Ex-Santana guitar whiz Neal Schon teamed up with another Santana alum, keyboardist Greg Rollie, to launch Journey. Ross Valory landed on bass with Brit music vet Aynsley Dunbar replacing original drummer Prairie Prince.
Starting out as a Blues/Rock outfit they recorded three albums with Rollie handling the vocals. But the group, searching for a lead singer, settled on Robert Fleischmann. Meanwhile, Steve Perry's band, Alien Project, had stalled largely due to the bass player's death in an auto accident. Perry pitched Journey claiming he was the powerful lead singer they needed. The group's management agreed. They fired Fleischmann and gave the nod to Perry. So Fleischmann became the Pete Best of this story.
Perry's first Journey album "Infinity" turned out to be Dunbar's last. He departed, landing with Jefferson Starship. "Infinity" contained "Wheel In The Sky" and launched Journey on a two-year tour.
With Perry, Journey developed a mainstream pop/Rock sound. But the arrival of Jonathan Cain (ex-Baby's), who replaced Rollie on keyboards, completed the transition to corporate Rock. "Escape" with the ballad "Who's Crying Now" was a huge hit.
In true corporate Rock fashion, the guitar didn't come into "Who's Crying Now" until the end. All the "adult" radio stations could dump out of it before the guitar while the "Rock" stations could justify playing it because of the guitar. Great marketing.
The group did have its moments with "Anyway You Want It," "Don't Stop Believin'," and "Wheel In The Sky." While they scored with several ballads their best, "Still They Ride," stiffed. Go figure.
With only two original members (Schon and Valory), though Cain had been in the band since the glory days, Journey released "Revelations" in '08, their first album with vocalist Arnel Pineda. After burning through a couple post-Perry singers, Schon discovered Pineda fronting a Journey tribute band on YouTube.
"Revelations" sold 105,000 copies its first week to land at #5 on the Billboard 200 Album Chart. The single "After All These Years" made an impact on the Adult Contemporary (AC) radio chart where Journey had always been strong.
Five years down the road, Schon was inducted into the Oklahoma Music Hall of Fame. He was born at Tinker Air force Base, outside of Oklahoma City. Also in '13, Schon wed Michaela Salahi in a pay-per-view event on TMZ. Seriously?
The next year, the guitarist released a solo album titled, "So U." The set had contributions from bassist Marco Mendoza (Black Star Rider), drummer Deen Castronovo (Journey), Mark Mendoza (Thin Lizzy) and Jack Blades (Damn Yankees).

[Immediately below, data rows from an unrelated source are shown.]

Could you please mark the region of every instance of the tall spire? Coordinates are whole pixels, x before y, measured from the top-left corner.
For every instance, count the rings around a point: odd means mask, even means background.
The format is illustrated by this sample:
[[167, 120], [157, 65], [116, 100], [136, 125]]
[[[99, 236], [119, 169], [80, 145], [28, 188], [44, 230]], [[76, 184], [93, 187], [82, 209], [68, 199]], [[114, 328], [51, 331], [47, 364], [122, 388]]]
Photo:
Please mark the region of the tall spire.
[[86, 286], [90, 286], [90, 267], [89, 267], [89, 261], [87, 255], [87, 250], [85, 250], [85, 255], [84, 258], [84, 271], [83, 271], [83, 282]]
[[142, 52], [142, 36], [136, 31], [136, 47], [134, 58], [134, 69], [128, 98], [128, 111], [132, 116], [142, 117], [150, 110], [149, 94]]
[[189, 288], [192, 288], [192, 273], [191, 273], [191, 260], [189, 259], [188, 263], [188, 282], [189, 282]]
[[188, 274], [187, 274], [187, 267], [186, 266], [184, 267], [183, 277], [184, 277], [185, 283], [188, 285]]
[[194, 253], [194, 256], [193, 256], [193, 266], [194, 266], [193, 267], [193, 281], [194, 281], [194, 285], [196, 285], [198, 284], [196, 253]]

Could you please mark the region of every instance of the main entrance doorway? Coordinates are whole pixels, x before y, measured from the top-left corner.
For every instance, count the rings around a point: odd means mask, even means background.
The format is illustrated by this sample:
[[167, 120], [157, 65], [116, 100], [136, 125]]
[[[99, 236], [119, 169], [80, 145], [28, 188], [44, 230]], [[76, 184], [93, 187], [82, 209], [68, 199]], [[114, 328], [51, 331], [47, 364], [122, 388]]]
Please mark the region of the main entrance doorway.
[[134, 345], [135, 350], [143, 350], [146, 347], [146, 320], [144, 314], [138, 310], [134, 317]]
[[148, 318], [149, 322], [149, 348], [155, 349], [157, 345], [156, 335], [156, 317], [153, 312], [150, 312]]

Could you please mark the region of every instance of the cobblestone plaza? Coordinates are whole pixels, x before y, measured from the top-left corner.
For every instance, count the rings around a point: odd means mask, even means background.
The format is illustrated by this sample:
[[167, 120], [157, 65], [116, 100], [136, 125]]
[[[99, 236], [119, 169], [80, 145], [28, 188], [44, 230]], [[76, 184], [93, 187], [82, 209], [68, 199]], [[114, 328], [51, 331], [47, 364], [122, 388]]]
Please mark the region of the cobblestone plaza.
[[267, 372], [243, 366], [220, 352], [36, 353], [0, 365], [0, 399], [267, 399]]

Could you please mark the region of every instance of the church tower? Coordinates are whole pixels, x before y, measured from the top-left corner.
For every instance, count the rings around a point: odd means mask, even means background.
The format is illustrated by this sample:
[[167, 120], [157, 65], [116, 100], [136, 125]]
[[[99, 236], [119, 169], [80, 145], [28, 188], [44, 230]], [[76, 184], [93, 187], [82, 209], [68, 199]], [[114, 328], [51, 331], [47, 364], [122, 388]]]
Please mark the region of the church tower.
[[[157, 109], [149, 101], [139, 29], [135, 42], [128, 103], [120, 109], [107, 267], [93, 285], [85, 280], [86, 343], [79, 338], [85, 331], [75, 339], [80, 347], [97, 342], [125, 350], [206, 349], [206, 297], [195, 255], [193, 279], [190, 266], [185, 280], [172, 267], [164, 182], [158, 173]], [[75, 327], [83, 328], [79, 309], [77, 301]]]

But despite "Serenity," the album's lead track, going to #3 on the Rock Radio Chart it was Perry who garnered the most attention when he sang with the Eels, an Indie Band, at the Fitzgerald Theater in Minneapolis over the Memorial Weekend. They performed Journey hits "Open Arms" and "Lovin' Touchin' Squeezin'" plus the Eels "It's a Motherfucker."
It turned out E and Perry had a long friendship and it was Perry's idea to make a guest appearance featuring songs he hadn't touched in 18 years. Less than a week later, Perry made an encore at the Eels Washington, D.C. show at the Lincoln Theatre. For that appearance they added a cover of Sam Cooke's "Only Sixteen."
Upon hearing of Perry's return to the stage, Pineda suggested he rejoin Journey.
1976 Look into the Future
1980 Dream, After Dream (film soundtrack)
1986 Raised On Radio
1996 Trial By Fire
2002 Red 13 (EP)
"Escape" is the Journey's mega-selling album. Overall, it may be their best. "Greatest Hits" captures Journey's essence. If you want more, it's there with "Time 3," a box set.